W nocy z 7 na 8 marcu 1942 roku w ciemnicy celi nr 20 w podziemiach aresztu obozowego w bloku nr 11, na powierzchni około 8 m kwadratowych miało miejsce zdarzenie, które tak zapamiętał były więzień Franciszek Gulba (nr 10245): „Zaprowadzono naszą całą 45 osobową grupę do bloku nr 11. (…) Kazano nam wszystkim wejść do środka celi. (…) Po pewnym czasie w celi zaczęło się robić gorąco. (…) Straciłem przytomność” .
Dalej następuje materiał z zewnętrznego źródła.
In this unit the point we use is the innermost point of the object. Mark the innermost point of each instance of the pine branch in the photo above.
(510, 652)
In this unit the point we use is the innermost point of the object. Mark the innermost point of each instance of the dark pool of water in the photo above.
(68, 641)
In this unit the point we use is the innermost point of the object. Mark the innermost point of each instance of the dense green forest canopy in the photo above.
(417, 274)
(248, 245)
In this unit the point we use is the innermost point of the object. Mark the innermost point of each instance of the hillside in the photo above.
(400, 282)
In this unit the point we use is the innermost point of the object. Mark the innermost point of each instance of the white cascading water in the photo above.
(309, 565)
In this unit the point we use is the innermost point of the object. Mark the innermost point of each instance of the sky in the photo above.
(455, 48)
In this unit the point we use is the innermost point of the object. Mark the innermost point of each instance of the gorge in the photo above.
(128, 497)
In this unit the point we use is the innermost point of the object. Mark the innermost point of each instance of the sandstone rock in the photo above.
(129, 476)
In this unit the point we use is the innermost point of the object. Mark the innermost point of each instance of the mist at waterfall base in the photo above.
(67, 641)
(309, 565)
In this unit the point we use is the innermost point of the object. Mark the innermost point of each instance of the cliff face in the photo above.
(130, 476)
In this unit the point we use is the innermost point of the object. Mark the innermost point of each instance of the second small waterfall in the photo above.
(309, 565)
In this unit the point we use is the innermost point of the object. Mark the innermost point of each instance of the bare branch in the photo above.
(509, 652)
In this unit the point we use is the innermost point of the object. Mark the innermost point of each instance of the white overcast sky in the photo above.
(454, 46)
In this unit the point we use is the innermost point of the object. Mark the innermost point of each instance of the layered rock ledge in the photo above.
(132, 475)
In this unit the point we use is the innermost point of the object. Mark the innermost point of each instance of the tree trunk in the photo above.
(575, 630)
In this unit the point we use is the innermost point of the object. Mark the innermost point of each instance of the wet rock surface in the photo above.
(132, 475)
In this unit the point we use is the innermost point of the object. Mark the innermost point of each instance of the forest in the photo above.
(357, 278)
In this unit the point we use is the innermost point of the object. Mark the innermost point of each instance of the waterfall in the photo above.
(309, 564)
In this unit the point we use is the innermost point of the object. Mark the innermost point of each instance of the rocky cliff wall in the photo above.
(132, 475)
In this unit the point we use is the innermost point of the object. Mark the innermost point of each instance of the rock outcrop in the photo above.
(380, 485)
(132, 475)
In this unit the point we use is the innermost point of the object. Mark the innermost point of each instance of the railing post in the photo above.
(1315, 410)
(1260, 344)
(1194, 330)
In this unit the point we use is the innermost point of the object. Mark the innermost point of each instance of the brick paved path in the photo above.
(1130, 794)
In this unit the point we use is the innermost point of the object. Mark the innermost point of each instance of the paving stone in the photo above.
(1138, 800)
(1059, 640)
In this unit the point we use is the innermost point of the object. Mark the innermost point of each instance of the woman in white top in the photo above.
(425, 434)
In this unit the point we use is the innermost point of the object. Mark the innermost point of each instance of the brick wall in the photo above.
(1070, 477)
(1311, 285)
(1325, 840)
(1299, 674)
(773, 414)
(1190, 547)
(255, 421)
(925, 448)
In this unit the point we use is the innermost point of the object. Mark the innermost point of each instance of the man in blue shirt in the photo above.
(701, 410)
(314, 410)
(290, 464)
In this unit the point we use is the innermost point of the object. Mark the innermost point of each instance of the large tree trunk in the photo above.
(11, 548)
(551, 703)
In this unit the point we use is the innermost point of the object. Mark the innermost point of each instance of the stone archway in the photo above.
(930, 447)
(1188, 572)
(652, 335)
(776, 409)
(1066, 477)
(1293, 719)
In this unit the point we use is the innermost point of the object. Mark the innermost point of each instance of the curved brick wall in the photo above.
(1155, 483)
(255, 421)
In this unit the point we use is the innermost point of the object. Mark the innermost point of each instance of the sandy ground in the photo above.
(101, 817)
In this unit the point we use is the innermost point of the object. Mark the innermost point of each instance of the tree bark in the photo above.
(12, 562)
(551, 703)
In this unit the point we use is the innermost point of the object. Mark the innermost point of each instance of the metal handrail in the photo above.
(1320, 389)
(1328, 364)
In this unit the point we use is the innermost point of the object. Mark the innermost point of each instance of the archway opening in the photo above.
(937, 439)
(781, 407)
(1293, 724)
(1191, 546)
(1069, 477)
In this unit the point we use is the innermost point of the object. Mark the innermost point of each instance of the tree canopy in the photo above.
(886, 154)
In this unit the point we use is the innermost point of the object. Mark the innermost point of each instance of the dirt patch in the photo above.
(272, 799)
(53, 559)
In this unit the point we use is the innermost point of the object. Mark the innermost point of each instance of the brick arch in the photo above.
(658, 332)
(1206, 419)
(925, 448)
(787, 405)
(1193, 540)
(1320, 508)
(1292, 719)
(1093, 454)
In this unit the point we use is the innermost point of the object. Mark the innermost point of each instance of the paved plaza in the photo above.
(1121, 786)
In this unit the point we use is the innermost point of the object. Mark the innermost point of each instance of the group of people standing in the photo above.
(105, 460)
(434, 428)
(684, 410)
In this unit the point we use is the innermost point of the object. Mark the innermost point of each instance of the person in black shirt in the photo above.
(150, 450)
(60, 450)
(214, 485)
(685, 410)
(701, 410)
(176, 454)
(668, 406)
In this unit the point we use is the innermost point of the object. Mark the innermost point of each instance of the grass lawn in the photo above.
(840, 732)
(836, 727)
Franciszek Gulba, tracąc świadomość nie znał dalszych wydarzeń w tej celi, które przedstawia w swoich wspomnieniach Wincencja Nikiel (z domu Stolarska), mieszkanka Oświęcimia, zakochana w młodym więźniu Tymoteuszu Grabowskim (nr 5657), który napisał do niej list.
Przesyłkę chciał dostarczyć jej przez swego kolegę, wychodzącego w tym dniu na pomiary. Został przyłapany przez esesmana na pisaniu tegoż listu. Doprowadzono go do gestapo obozowego, gdzie skazano go na siedem nocnych stójek w ciemnym bunkrze bloku nr 11 po normalnej pracy w czasie dnia.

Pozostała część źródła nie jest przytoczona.